Pour ses adieux, Sylvie Guillem visitera chacune des grandes scènes qu'elle a fréquentées au cours d'une carrière atypique, commencée dans le ballet classique et poursuivie avec des créations toujours plus audacieuses, en partenariat avec les plus grands chorégraphes contemporains. La tournée passera évidemment par Londres, où elle est artiste associée du théâtre Sadler's Wells depuis 2006, Lyon, dans le centre-est de la France où elle est une fidèle du festival des Nuits de Fourvière, Paris, où elle se produit régulièrement au Théâtre des Champs-Élysées et se terminera à Tokyo, qu'elle «adore».

Life in Progress comprendra deux créations des chorégraphes Akram Khan et Russell Maliphant, et deux reprises de pièces de William Forsythe et Mats Ek, qui ont tous profondément marqué sa carrière.

Sylvie Guillem, c'est d'abord un physique exceptionnel, le fameux «six o'clock», pied à l'oreille, les jambes extraordinairement mobiles qui balaient l'espace.

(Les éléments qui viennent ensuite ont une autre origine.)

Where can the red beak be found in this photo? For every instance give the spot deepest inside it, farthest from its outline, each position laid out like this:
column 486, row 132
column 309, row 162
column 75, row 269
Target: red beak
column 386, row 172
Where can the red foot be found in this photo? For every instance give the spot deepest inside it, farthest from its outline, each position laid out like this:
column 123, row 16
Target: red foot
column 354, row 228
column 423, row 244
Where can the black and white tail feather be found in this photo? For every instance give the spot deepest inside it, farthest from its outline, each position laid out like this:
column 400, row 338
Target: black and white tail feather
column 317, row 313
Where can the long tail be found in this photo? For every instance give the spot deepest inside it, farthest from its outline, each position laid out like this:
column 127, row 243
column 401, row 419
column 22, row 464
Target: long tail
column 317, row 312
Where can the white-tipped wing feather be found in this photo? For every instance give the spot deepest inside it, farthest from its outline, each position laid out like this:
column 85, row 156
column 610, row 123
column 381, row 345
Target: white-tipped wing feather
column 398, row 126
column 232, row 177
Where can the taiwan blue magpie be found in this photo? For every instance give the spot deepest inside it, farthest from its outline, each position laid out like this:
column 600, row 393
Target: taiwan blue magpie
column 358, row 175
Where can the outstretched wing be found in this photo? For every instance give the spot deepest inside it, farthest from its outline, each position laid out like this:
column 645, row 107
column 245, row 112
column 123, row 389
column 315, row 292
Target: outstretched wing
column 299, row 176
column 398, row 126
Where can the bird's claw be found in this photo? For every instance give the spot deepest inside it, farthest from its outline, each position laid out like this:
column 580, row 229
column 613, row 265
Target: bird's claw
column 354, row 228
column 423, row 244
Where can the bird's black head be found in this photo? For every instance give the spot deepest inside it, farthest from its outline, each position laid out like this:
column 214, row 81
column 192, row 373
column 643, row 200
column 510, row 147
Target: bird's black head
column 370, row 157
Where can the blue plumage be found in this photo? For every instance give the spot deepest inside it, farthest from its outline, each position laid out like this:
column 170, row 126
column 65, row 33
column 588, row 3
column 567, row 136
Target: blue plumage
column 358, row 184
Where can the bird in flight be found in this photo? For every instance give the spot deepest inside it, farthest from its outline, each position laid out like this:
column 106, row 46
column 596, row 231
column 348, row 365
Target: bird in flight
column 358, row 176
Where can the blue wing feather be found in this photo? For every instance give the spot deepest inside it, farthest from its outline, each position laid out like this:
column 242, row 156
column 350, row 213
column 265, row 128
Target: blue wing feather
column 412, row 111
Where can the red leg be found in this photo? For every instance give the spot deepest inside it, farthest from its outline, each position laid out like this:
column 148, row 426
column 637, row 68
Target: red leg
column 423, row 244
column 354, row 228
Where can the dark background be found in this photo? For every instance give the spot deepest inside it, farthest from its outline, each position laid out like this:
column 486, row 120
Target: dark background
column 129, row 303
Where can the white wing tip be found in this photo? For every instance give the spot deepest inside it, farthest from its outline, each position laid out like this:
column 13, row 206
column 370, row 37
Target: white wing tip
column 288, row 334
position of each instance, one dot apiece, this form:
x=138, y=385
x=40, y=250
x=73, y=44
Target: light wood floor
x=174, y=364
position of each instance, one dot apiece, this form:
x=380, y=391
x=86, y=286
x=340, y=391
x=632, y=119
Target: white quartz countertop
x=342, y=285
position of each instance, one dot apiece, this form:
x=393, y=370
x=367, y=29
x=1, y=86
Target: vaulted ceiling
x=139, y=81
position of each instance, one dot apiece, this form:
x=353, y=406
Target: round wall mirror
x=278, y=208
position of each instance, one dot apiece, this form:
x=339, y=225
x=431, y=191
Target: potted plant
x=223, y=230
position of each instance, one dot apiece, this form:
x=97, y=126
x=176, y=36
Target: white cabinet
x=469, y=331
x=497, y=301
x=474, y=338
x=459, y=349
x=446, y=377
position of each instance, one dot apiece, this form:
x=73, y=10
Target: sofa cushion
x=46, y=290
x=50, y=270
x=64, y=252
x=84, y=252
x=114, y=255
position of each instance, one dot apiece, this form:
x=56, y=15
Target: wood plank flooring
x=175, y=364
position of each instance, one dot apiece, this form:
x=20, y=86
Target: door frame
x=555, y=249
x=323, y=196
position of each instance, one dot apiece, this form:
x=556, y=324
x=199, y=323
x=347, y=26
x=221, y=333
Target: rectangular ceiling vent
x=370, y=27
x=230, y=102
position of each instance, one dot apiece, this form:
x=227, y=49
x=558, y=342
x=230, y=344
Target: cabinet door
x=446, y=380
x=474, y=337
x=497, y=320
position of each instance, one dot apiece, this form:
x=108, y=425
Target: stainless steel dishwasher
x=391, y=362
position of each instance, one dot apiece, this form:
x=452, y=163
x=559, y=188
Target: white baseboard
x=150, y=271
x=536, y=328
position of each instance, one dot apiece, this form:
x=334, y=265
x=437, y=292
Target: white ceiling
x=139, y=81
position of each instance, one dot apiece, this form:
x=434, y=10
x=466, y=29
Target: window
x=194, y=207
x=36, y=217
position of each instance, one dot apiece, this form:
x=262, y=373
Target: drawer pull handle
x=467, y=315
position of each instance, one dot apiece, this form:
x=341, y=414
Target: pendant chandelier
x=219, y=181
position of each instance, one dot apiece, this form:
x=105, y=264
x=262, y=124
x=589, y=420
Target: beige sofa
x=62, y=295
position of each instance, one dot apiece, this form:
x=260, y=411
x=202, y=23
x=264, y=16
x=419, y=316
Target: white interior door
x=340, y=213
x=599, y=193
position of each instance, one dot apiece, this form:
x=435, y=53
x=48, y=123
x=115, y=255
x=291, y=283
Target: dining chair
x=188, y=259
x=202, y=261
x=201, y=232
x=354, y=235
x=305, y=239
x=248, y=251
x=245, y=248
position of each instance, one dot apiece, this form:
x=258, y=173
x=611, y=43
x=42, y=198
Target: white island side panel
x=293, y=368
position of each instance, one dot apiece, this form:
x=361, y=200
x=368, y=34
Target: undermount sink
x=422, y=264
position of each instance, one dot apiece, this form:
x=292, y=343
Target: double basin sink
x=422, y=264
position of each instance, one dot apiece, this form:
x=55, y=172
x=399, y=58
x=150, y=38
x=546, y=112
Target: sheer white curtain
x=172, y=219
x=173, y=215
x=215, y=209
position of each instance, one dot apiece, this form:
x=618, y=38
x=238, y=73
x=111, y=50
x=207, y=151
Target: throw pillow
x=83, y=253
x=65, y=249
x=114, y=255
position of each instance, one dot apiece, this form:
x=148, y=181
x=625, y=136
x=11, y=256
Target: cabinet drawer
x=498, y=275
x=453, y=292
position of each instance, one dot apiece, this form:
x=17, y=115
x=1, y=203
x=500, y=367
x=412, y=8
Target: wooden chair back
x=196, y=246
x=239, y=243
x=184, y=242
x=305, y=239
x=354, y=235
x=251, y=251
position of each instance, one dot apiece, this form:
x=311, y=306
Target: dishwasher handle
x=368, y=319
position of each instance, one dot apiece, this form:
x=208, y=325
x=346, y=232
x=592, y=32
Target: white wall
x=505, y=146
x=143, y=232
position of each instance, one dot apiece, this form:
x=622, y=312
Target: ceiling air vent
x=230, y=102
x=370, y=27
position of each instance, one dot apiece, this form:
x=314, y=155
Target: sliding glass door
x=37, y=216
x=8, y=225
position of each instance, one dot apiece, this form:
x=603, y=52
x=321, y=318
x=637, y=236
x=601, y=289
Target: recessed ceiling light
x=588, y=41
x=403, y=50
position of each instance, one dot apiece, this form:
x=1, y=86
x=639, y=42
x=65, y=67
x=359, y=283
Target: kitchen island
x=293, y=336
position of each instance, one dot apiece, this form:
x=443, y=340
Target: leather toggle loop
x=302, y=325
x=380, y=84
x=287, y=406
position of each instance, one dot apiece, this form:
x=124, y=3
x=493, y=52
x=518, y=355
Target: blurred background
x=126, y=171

Sa mère la destinait à dix ans à la gymnastique de compétition. Elle entre finalement à 12 ans à l'école de danse de l'Opéra de Paris, puis dans le corps de ballet. Elle est nommé étoile à seulement 19 ans par Rudolf Noureev, alors maître de ballet, en 1984. Mais en 1989 elle lui donne sa démission, contestant la règle qui interdisait à l'époque de danser à l'étranger. «Elle claque la porte, et dans le monde très policé de la danse, ça ne se faisait tout simplement pas», rappelle Valérie Samuel, amie de la chorégraphe, dont elle assure la communication depuis 20 ans.

«Mademoiselle Non»

Sylvie Guillem débarque seule à Londres en 1989 pour rejoindre le Royal Ballet comme «principal guest artist», embrasse le répertoire anglais (Kenneth MacMillan, Frederick Ashton), conquiert les scènes internationales. Elle est l'une des rares stars de la danse d'aujourd'hui avec une cohorte de fans prêts à tout pour décrocher un billet.

Surnommée «Mademoiselle Non» pour son intransigeance, jugée par certains froide et hautaine, elle cache, selon Valérie Samuel, une grande humanité. «Elle est extrêmement exigeante, mais très attentive aux autres, fidèle en amitié. C'est une sorte de volcan, tout le contraire de l'eau tiède», explique-t-elle.

Danseuse au physique prodigieux, elle saura au fil du temps ménager son corps pour prolonger une carrière que beaucoup arrêtent à 40 ans, explorant d'autres formes de danse.

Le Suédois Mats Ek chorégraphie pour elle Wet Woman puis Smoke. D'une curiosité insatiable, elle monte des productions avec de jeunes chorégraphes contemporains, aujourd'hui devenus des stars, comme Russell Maliphant, avec qui elle interprète Push, et Akram Khan (Sacred Monsters).

Parallèlement, elle s'engage avec ferveur dans la protection des animaux et au côté de l'association Sea Sherpherd, dont les bateaux s'interposent entre les baleines et le harpon des pêcheurs. «J'ai envie de combats trop grands pour moi», confiait-elle au quotidien français Le Figaro en juin 2012, évoquant ses projets lorsqu'elle aurait raccroché ses chaussons.

«Ensuite, je me consacrerai aux animaux, à certaines organisations, je militerai à fond».